Profiles

Alumnus wins fellowship to work at state capital

When Anthony DiMartino got to University of Redlands, he wanted to be a football player. By the time he left, he resolved to spend his life helping others.

Now, DiMartino works in Sacramento for state Assemblywoman Shirley Weber as part of Cal State Sacramento’s Capital Fellows Program, which gives college graduates a nearly year-long full-time position in the capital building.

DiMartino had never imagined himself working in government until he walked into the Community Service Learning Office at Redlands. He spent three years there helping to run CHAMPS, a program that connects high school students with college-going mentors.

“(The Community Service Learning Office) quickly became my home,” he said. “It was a life-changing opportunity for me.”

In 2011, after earning his bachelor’s degree in psychology from Redlands, he went to UCLA for his master’s degree in social work. While studying at UCLA, he encountered an idea that put him on the path to politics.

He was in Sacramento for Lobby Day, a social workers advocacy event, when he heard a speaker say that social workers should take political action because of how legislation affects their mission.

“That really resonated with me,” DiMartino said. “From that moment on, I decided that I would act locally while doing what I could to get to the state level.”

After that event, he took an internship at Long Beach City Hall. This turned into a part-time job for about two years. Then, in 2015, he was one of 64 students among the 1,200–1,400 that apply annually to win the Capital Fellowship.

Now he spends his days in the assemblywoman’s office serving the public, a dream that began to form during his many conversations with Tony Mueller, the director of the Community Service Learning Office at Redlands.

“We talked about policy in the surrounding area… it wasn’t anything specific, but just that he had the trust to engage with me (was important),” DiMartino said.

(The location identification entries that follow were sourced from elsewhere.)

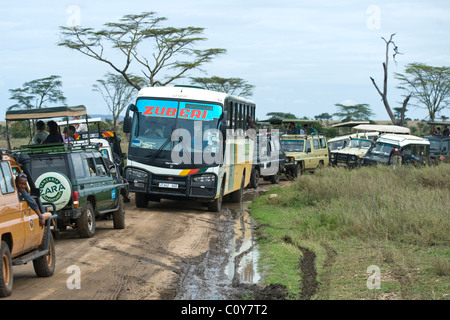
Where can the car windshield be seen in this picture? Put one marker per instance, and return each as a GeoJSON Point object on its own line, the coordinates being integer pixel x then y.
{"type": "Point", "coordinates": [435, 144]}
{"type": "Point", "coordinates": [292, 145]}
{"type": "Point", "coordinates": [359, 143]}
{"type": "Point", "coordinates": [336, 145]}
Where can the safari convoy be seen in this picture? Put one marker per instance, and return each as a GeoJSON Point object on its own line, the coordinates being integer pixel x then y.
{"type": "Point", "coordinates": [86, 178]}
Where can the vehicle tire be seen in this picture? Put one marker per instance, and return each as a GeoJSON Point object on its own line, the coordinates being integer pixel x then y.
{"type": "Point", "coordinates": [6, 272]}
{"type": "Point", "coordinates": [141, 200]}
{"type": "Point", "coordinates": [119, 215]}
{"type": "Point", "coordinates": [254, 178]}
{"type": "Point", "coordinates": [275, 179]}
{"type": "Point", "coordinates": [216, 205]}
{"type": "Point", "coordinates": [86, 222]}
{"type": "Point", "coordinates": [45, 266]}
{"type": "Point", "coordinates": [238, 195]}
{"type": "Point", "coordinates": [297, 170]}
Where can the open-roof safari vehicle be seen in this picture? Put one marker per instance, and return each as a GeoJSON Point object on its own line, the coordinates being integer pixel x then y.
{"type": "Point", "coordinates": [348, 150]}
{"type": "Point", "coordinates": [305, 151]}
{"type": "Point", "coordinates": [414, 150]}
{"type": "Point", "coordinates": [81, 182]}
{"type": "Point", "coordinates": [439, 145]}
{"type": "Point", "coordinates": [22, 238]}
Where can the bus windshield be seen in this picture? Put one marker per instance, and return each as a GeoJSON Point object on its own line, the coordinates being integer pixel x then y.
{"type": "Point", "coordinates": [156, 123]}
{"type": "Point", "coordinates": [292, 145]}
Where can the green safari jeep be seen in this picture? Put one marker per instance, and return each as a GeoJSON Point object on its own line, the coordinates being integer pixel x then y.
{"type": "Point", "coordinates": [81, 183]}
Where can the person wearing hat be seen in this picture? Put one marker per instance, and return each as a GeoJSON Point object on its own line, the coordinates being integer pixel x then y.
{"type": "Point", "coordinates": [41, 134]}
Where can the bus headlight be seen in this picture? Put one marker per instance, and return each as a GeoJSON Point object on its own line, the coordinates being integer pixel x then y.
{"type": "Point", "coordinates": [138, 178]}
{"type": "Point", "coordinates": [204, 179]}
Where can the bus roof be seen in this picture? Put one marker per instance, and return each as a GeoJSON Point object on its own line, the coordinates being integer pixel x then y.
{"type": "Point", "coordinates": [402, 139]}
{"type": "Point", "coordinates": [349, 124]}
{"type": "Point", "coordinates": [188, 92]}
{"type": "Point", "coordinates": [382, 128]}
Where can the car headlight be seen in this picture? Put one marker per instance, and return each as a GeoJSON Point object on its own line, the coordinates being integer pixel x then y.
{"type": "Point", "coordinates": [204, 179]}
{"type": "Point", "coordinates": [132, 174]}
{"type": "Point", "coordinates": [290, 159]}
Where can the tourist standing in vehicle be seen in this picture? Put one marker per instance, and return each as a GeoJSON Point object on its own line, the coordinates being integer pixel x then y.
{"type": "Point", "coordinates": [41, 134]}
{"type": "Point", "coordinates": [445, 133]}
{"type": "Point", "coordinates": [21, 183]}
{"type": "Point", "coordinates": [80, 127]}
{"type": "Point", "coordinates": [396, 156]}
{"type": "Point", "coordinates": [54, 134]}
{"type": "Point", "coordinates": [69, 134]}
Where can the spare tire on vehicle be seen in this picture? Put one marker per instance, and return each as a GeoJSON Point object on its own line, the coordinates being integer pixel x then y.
{"type": "Point", "coordinates": [54, 187]}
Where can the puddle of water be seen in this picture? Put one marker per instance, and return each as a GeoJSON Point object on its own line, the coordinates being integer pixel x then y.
{"type": "Point", "coordinates": [242, 264]}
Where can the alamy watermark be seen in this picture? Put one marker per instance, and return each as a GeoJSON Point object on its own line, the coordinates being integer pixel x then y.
{"type": "Point", "coordinates": [374, 280]}
{"type": "Point", "coordinates": [74, 19]}
{"type": "Point", "coordinates": [207, 146]}
{"type": "Point", "coordinates": [373, 22]}
{"type": "Point", "coordinates": [74, 280]}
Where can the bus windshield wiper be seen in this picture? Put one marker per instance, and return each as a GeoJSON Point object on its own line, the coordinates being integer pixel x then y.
{"type": "Point", "coordinates": [160, 149]}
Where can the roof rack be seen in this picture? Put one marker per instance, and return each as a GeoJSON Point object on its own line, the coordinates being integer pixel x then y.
{"type": "Point", "coordinates": [56, 148]}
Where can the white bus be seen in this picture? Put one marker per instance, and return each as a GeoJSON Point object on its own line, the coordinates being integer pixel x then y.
{"type": "Point", "coordinates": [188, 143]}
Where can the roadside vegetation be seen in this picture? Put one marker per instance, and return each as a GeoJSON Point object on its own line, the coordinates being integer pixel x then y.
{"type": "Point", "coordinates": [370, 233]}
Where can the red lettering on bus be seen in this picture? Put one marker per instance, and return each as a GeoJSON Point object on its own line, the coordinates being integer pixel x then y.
{"type": "Point", "coordinates": [160, 111]}
{"type": "Point", "coordinates": [196, 114]}
{"type": "Point", "coordinates": [171, 112]}
{"type": "Point", "coordinates": [149, 110]}
{"type": "Point", "coordinates": [184, 113]}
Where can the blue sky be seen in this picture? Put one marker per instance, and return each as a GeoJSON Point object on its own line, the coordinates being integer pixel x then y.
{"type": "Point", "coordinates": [302, 56]}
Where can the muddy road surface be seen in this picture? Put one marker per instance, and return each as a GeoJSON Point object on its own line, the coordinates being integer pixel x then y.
{"type": "Point", "coordinates": [170, 250]}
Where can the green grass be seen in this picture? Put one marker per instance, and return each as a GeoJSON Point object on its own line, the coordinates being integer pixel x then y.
{"type": "Point", "coordinates": [396, 219]}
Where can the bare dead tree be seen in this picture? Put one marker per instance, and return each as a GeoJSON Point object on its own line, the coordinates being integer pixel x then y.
{"type": "Point", "coordinates": [383, 93]}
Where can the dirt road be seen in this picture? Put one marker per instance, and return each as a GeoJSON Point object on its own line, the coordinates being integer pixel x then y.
{"type": "Point", "coordinates": [170, 250]}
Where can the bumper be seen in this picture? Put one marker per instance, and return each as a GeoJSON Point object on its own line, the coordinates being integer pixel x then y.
{"type": "Point", "coordinates": [174, 186]}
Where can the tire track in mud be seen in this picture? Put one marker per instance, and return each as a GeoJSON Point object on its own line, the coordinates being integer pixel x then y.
{"type": "Point", "coordinates": [146, 258]}
{"type": "Point", "coordinates": [307, 264]}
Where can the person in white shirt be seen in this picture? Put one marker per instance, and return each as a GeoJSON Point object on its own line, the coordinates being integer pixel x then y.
{"type": "Point", "coordinates": [80, 126]}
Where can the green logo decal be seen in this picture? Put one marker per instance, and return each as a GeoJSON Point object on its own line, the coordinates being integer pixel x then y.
{"type": "Point", "coordinates": [51, 189]}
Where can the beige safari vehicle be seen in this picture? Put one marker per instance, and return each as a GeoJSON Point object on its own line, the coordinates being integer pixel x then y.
{"type": "Point", "coordinates": [304, 153]}
{"type": "Point", "coordinates": [22, 239]}
{"type": "Point", "coordinates": [348, 151]}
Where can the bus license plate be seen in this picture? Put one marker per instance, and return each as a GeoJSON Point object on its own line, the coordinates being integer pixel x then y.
{"type": "Point", "coordinates": [168, 185]}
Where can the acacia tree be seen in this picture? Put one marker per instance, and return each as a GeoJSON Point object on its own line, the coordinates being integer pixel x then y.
{"type": "Point", "coordinates": [354, 112]}
{"type": "Point", "coordinates": [383, 93]}
{"type": "Point", "coordinates": [233, 86]}
{"type": "Point", "coordinates": [116, 92]}
{"type": "Point", "coordinates": [38, 94]}
{"type": "Point", "coordinates": [174, 48]}
{"type": "Point", "coordinates": [430, 86]}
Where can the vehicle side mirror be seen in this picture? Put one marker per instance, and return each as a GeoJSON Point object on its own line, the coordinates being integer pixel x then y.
{"type": "Point", "coordinates": [112, 170]}
{"type": "Point", "coordinates": [127, 119]}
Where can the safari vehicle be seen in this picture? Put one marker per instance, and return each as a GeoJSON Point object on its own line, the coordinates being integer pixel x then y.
{"type": "Point", "coordinates": [22, 239]}
{"type": "Point", "coordinates": [348, 151]}
{"type": "Point", "coordinates": [415, 150]}
{"type": "Point", "coordinates": [351, 154]}
{"type": "Point", "coordinates": [439, 149]}
{"type": "Point", "coordinates": [439, 145]}
{"type": "Point", "coordinates": [107, 140]}
{"type": "Point", "coordinates": [81, 183]}
{"type": "Point", "coordinates": [304, 152]}
{"type": "Point", "coordinates": [269, 158]}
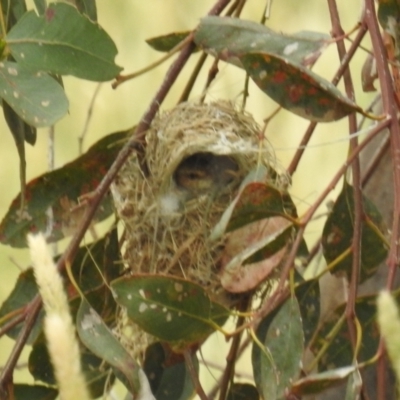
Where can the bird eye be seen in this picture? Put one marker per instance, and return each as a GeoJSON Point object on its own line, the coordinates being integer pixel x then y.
{"type": "Point", "coordinates": [203, 173]}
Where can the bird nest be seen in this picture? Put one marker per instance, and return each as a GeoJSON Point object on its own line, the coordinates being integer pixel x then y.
{"type": "Point", "coordinates": [168, 222]}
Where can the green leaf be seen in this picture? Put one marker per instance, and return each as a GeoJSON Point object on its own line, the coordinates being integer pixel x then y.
{"type": "Point", "coordinates": [253, 253]}
{"type": "Point", "coordinates": [243, 391]}
{"type": "Point", "coordinates": [229, 38]}
{"type": "Point", "coordinates": [169, 308]}
{"type": "Point", "coordinates": [167, 373]}
{"type": "Point", "coordinates": [256, 200]}
{"type": "Point", "coordinates": [389, 17]}
{"type": "Point", "coordinates": [87, 7]}
{"type": "Point", "coordinates": [65, 42]}
{"type": "Point", "coordinates": [308, 297]}
{"type": "Point", "coordinates": [91, 266]}
{"type": "Point", "coordinates": [317, 383]}
{"type": "Point", "coordinates": [278, 363]}
{"type": "Point", "coordinates": [34, 392]}
{"type": "Point", "coordinates": [340, 352]}
{"type": "Point", "coordinates": [167, 42]}
{"type": "Point", "coordinates": [61, 189]}
{"type": "Point", "coordinates": [98, 338]}
{"type": "Point", "coordinates": [337, 235]}
{"type": "Point", "coordinates": [296, 88]}
{"type": "Point", "coordinates": [24, 291]}
{"type": "Point", "coordinates": [41, 6]}
{"type": "Point", "coordinates": [21, 131]}
{"type": "Point", "coordinates": [37, 98]}
{"type": "Point", "coordinates": [12, 12]}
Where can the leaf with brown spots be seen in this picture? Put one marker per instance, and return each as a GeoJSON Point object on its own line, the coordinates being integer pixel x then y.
{"type": "Point", "coordinates": [297, 89]}
{"type": "Point", "coordinates": [37, 98]}
{"type": "Point", "coordinates": [59, 191]}
{"type": "Point", "coordinates": [229, 38]}
{"type": "Point", "coordinates": [338, 231]}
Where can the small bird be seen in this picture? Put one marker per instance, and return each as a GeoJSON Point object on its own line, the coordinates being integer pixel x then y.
{"type": "Point", "coordinates": [205, 173]}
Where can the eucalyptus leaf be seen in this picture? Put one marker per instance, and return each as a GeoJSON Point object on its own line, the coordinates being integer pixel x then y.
{"type": "Point", "coordinates": [65, 42]}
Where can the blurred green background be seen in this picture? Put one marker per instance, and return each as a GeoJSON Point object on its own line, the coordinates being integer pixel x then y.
{"type": "Point", "coordinates": [129, 23]}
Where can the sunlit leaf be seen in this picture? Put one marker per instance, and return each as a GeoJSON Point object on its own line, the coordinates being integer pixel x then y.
{"type": "Point", "coordinates": [296, 88]}
{"type": "Point", "coordinates": [253, 252]}
{"type": "Point", "coordinates": [97, 337]}
{"type": "Point", "coordinates": [278, 363]}
{"type": "Point", "coordinates": [316, 383]}
{"type": "Point", "coordinates": [47, 43]}
{"type": "Point", "coordinates": [172, 309]}
{"type": "Point", "coordinates": [87, 7]}
{"type": "Point", "coordinates": [167, 42]}
{"type": "Point", "coordinates": [24, 291]}
{"type": "Point", "coordinates": [167, 373]}
{"type": "Point", "coordinates": [229, 38]}
{"type": "Point", "coordinates": [40, 6]}
{"type": "Point", "coordinates": [38, 99]}
{"type": "Point", "coordinates": [60, 190]}
{"type": "Point", "coordinates": [21, 131]}
{"type": "Point", "coordinates": [337, 235]}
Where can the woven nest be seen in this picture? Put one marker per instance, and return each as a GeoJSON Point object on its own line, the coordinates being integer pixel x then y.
{"type": "Point", "coordinates": [166, 232]}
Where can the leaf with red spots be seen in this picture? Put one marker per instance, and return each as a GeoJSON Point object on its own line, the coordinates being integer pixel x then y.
{"type": "Point", "coordinates": [278, 362]}
{"type": "Point", "coordinates": [58, 192]}
{"type": "Point", "coordinates": [337, 235]}
{"type": "Point", "coordinates": [297, 89]}
{"type": "Point", "coordinates": [259, 227]}
{"type": "Point", "coordinates": [229, 38]}
{"type": "Point", "coordinates": [100, 340]}
{"type": "Point", "coordinates": [167, 42]}
{"type": "Point", "coordinates": [172, 309]}
{"type": "Point", "coordinates": [256, 200]}
{"type": "Point", "coordinates": [47, 43]}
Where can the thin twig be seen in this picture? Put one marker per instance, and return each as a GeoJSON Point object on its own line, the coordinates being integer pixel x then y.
{"type": "Point", "coordinates": [89, 115]}
{"type": "Point", "coordinates": [337, 31]}
{"type": "Point", "coordinates": [193, 374]}
{"type": "Point", "coordinates": [233, 351]}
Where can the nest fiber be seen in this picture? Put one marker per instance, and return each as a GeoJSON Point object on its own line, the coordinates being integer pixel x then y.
{"type": "Point", "coordinates": [167, 232]}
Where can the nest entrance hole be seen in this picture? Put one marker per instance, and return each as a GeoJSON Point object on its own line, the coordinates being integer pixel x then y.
{"type": "Point", "coordinates": [205, 172]}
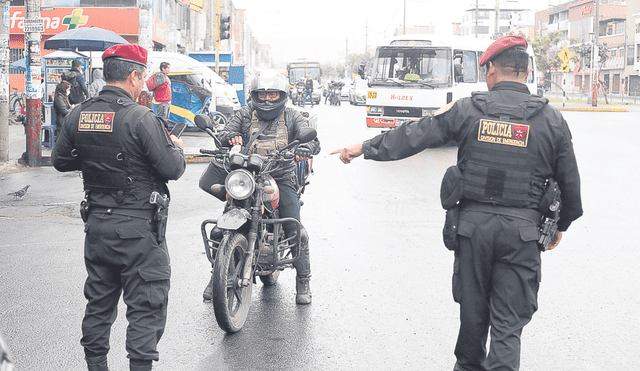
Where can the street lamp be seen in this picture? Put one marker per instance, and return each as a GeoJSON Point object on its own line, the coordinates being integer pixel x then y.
{"type": "Point", "coordinates": [592, 86]}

The financial assistance he received at Redlands was also a big factor in putting him on this path, he said.

DiMartino’s dad was working in facilities maintenance at Cal State San Marcos and his mom was a clerk for a local school district, so though his parents pushed him to go to college—he was the first in his family to do so—he wasn’t sure how he would pay for it.

Then he received the Cal Grant and a president’s scholarship award which allowed him to enroll at Redlands.

“Without that help, I don’t think I’d have the opportunity that I have today to pay the favor forward,” he said.